Suppose the current input bit is \(B_n\), the scrambled bit \(B^s_n\) and the internal state of the scrambler is updated as follows:

(5)\[\begin{split}B^s_n &\leftarrow X_n^1 \oplus B_n\\ X_{n+1}^1 &\leftarrow X_n^7 \oplus X_n^4\\ X_{n+1}^i &\leftarrow X_n^{i-1}, i = 2, 3,\ldots, 7\end{split}\]

where \(X^i_n\) is the scrambler state before the nth input bit, \(n=0, 1, 2,\ldots\).

At the transmitter side, for each packet, the scrambler is initialized with pseudo random value. The very first 7 bits of the data bits is preset to zero before scrambling, so that the receiver can estimate the value using the scrambled bits.

Now let’s see how the receiver recovers the initial state of the transmitter’s scrambler. There are two ways to interpret this.

First, we can calculate the initial state. Since the first 7 un-scrambled bits (\(B_0\) to \(B_6\)) are all zeros, the scrambled bits can be obtained by:

(6)\[\begin{split}B^s_0 &= X_0^7 \oplus X_0^4\\ B^s_1 &= X_1^7 \oplus X_1^4 = X_0^6 \oplus X_0^3\\ B^s_2 &= X_2^7 \oplus X_2^4 = X_0^5 \oplus X_0^2\\ B^s_3 &= X_3^7 \oplus X_3^4 = X_0^4 \oplus X_0^1\\ B^s_4 &= X_4^7 \oplus X_4^4 = X_0^3 \oplus B^s_0\\ B^s_5 &= X_5^7 \oplus X_5^4 = X_0^2 \oplus B^s_1\\ B^s_6 &= X_6^7 \oplus X_6^4 = X_0^1 \oplus B^s_2\\\end{split}\]

From which we can reverse calculating the value of \(X\) as follows:

(7)\[\begin{split}X_0^1 &= B^s_6 \oplus B^s_2\\ X_0^2 &= B^s_5 \oplus B^s_1\\ X_0^3 &= B^s_4 \oplus B^s_0\\ X_0^4 &= B^s_3 \oplus X_0^1 = B^s_3 \oplus B^s_6 \oplus B^s_2\\ X_0^5 &= B^s_2 \oplus X_0^2 = B^s_2 \oplus B^s_5 \oplus B^s_1\\ X_0^6 &= B^s_1 \oplus X_0^3 = B^s_1 \oplus B^s_4 \oplus B^s_0\\ X_0^7 &= B^s_0 \oplus X_0^4 = B^s_0 \oplus B^s_3 \oplus B^s_6 \oplus B^s_2\\\end{split}\]

This interpretation does not lead to efficient Verilog implementation since we need to first buffer the first 7 bits, calculate the initial state and then descramble from the first 7 bits again.

The second interpretation is that: the first 7 scrambled bits are the state after scrambling the 7 bits.
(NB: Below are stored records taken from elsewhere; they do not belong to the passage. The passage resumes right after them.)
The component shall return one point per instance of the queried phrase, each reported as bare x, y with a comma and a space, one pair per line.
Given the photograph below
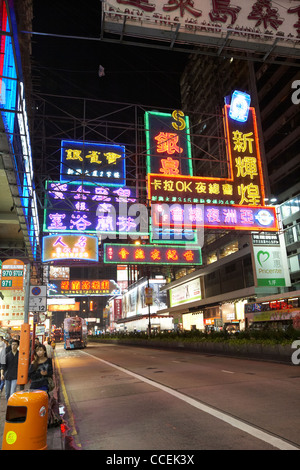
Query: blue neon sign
239, 107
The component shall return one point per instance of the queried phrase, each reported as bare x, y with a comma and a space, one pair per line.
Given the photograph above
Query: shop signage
89, 208
270, 268
93, 162
168, 143
12, 306
270, 261
12, 274
248, 25
187, 292
244, 185
64, 308
151, 254
67, 246
193, 216
83, 287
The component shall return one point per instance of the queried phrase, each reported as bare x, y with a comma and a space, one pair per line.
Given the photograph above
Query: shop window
229, 249
212, 258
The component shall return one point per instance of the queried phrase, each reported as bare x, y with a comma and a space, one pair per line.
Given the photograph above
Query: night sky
70, 67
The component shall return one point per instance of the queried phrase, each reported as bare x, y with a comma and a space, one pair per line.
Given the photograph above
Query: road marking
255, 432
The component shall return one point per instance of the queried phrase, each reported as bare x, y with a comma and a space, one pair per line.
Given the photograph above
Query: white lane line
257, 433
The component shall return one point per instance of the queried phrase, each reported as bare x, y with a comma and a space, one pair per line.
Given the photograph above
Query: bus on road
75, 333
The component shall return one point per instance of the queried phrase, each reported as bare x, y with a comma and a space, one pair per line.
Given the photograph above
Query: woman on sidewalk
40, 369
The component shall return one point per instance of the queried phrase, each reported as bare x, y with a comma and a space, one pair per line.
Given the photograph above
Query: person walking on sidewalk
2, 362
11, 369
40, 369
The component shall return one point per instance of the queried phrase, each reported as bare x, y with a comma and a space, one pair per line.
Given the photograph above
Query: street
132, 398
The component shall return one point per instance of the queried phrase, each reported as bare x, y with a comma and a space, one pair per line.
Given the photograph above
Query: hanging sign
70, 246
12, 274
92, 162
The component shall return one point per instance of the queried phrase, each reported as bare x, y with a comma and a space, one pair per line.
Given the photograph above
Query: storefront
277, 312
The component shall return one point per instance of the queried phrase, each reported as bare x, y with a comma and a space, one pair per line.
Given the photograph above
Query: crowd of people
40, 371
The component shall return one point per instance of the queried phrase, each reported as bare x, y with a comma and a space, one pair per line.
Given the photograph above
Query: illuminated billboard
168, 143
193, 216
151, 254
259, 26
93, 162
244, 185
83, 287
67, 246
90, 208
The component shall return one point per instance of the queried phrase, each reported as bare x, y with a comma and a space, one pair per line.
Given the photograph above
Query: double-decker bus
75, 333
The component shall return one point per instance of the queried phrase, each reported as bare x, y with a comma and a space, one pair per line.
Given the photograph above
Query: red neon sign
244, 185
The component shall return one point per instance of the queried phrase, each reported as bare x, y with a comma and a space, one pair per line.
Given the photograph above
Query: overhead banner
193, 216
247, 25
90, 208
83, 287
67, 246
93, 162
243, 186
12, 275
187, 292
168, 143
12, 306
151, 254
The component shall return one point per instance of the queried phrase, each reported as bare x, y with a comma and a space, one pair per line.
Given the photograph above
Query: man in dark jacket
11, 369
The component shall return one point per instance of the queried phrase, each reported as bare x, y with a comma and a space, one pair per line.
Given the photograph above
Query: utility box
26, 421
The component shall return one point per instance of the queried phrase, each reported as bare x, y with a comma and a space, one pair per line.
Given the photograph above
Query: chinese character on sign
94, 156
123, 253
263, 13
246, 166
73, 154
167, 142
79, 222
221, 9
172, 255
242, 141
169, 166
56, 221
112, 157
155, 255
139, 254
249, 194
182, 5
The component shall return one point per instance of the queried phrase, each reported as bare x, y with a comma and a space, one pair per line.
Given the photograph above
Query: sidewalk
55, 438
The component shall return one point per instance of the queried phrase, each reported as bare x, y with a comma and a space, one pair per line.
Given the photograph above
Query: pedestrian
40, 369
49, 349
2, 362
11, 369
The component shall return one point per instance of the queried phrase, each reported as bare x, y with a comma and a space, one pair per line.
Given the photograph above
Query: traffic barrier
24, 355
26, 421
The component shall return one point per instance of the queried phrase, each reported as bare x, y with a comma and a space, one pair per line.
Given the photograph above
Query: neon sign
151, 254
193, 216
168, 143
239, 107
83, 287
244, 186
92, 161
62, 247
91, 208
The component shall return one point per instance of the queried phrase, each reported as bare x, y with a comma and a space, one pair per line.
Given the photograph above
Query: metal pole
27, 292
149, 306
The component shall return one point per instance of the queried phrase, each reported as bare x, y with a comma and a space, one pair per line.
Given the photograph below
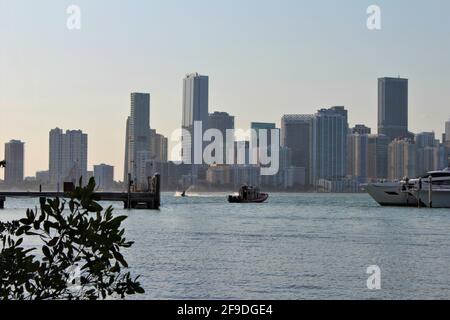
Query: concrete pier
150, 200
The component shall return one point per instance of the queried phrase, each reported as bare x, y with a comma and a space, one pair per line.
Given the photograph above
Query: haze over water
302, 246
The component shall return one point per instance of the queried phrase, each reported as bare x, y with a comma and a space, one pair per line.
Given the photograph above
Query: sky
265, 58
In other words, we have:

(8)\[\begin{split}X_7^7 &= B^s_0\\ X_7^6 &= B^s_1\\ X_7^5 &= B^s_2\\ X_7^4 &= B^s_3\\ X_7^3 &= B^s_4\\ X_7^2 &= B^s_5\\ X_7^1 &= B^s_6\\\end{split}\]

For instance, take a look at \(X_7^7\),

(9)\[X_7^7 = X_6^6 = \ldots = X_1^1 = X_0^7 \oplus X_0^4\]

We also know that:

(10)\[\begin{split}B^s_0 &= X_0^7 \oplus X_0^4 \oplus B_0\\ &= X_0^7 \oplus X_0^4 \oplus 0 \\ &= X_0^7 \oplus X_0^4\end{split}\]

Therefore \(X_7^7 = B^s_0\). This way we directly get the state to descramble the next bit \(B^s_7\), resulting a very simple Verilog implementation.